Instead, Fontenot was running fearlessly. Tight end Brady Russell, who has also endured injuries, threw some big blocks. Daniel Arias played like a demon on special teams. Defenders Terrance Lang, Guy Thomas and Quinn Perry each gave it their all trying to corral Williams.

They played hard because they love the game and they respect the Colorado uniform. For that, every CU senior deserves a nod of appreciation.

4. Missed opportunities have haunted CU all season. One play that still sticks out in our mind?

Try a fourth-and-1 on CU's first offensive possession of the season. The Buffs had a chance to collect a first down deep in TCU territory and put themselves in position for an opening-drive touchdown.

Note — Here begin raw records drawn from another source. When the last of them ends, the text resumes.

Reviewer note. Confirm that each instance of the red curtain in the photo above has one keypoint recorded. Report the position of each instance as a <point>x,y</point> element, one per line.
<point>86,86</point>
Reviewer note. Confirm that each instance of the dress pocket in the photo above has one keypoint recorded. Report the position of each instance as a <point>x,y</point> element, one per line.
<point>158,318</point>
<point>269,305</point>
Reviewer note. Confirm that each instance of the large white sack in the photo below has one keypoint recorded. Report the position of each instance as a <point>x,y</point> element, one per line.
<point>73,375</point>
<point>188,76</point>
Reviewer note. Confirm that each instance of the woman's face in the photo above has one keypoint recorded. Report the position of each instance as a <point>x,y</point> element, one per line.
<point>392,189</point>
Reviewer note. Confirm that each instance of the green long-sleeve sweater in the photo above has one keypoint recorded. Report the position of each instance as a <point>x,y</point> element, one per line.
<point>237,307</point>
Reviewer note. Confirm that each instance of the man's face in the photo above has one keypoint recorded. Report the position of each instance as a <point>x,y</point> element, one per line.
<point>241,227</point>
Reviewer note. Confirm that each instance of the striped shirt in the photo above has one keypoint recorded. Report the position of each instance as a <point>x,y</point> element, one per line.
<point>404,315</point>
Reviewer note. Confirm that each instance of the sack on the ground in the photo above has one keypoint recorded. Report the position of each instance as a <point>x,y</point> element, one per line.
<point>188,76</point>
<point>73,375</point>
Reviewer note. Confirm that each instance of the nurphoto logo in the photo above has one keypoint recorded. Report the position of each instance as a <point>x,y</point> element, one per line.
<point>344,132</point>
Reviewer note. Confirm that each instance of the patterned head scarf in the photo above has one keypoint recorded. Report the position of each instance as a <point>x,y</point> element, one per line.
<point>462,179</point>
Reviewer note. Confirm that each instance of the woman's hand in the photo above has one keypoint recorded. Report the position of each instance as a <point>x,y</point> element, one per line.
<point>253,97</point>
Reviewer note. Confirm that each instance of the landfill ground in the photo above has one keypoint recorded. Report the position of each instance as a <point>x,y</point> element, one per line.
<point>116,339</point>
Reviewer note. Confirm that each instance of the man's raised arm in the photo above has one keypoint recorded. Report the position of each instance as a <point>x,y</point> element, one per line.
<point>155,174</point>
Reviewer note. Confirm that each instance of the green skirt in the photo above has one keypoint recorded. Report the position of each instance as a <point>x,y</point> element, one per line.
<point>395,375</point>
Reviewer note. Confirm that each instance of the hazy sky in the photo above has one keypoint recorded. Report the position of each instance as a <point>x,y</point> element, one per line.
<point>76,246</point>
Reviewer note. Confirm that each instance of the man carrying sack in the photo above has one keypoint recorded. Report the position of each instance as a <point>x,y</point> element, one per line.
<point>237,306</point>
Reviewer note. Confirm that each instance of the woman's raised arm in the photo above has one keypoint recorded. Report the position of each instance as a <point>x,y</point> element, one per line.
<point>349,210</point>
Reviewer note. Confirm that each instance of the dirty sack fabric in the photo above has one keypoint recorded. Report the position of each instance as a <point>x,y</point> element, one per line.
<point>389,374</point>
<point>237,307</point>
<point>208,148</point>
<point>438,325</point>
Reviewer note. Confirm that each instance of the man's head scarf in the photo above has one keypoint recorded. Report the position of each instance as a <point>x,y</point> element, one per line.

Instead, the Buffs came up empty … and it seems as if that set the tone for the season. Not to say the final outcome of the game would have been much different had Colorado scored. But it at least would have been fun to see what confidence and momentum would have done for CU at that moment.

But that moment also seemed to set the tone for the year. Seemingly every time the Buffs gave themselves a chance at momentum as the season progressed, the opportunity too often slipped away.

If there's any bright spot, it's that CU's young players should learn from those moments. If adversity builds character, the young Buffs will have a coat of armor heading into next year.

5. Credit Mike Sanford and the rest of the CU staff with the job they've done. When Sanford was named interim head coach with seven games remaining, it was an impossible situation. A brutal schedule down the stretch and a team that had lost much of its confidence was reeling.

Sanford managed to produce a win in his first game, and the entire staff has somehow convinced the Buffs to keep playing hard. There has been improvement in player development and the staff has continued to recruit for a future they might not be a part of. 

The situation is no doubt a difficult one for all involved, but every member of the staff has continued to invest in Colorado. That's an admirable trait that CU fans should appreciate.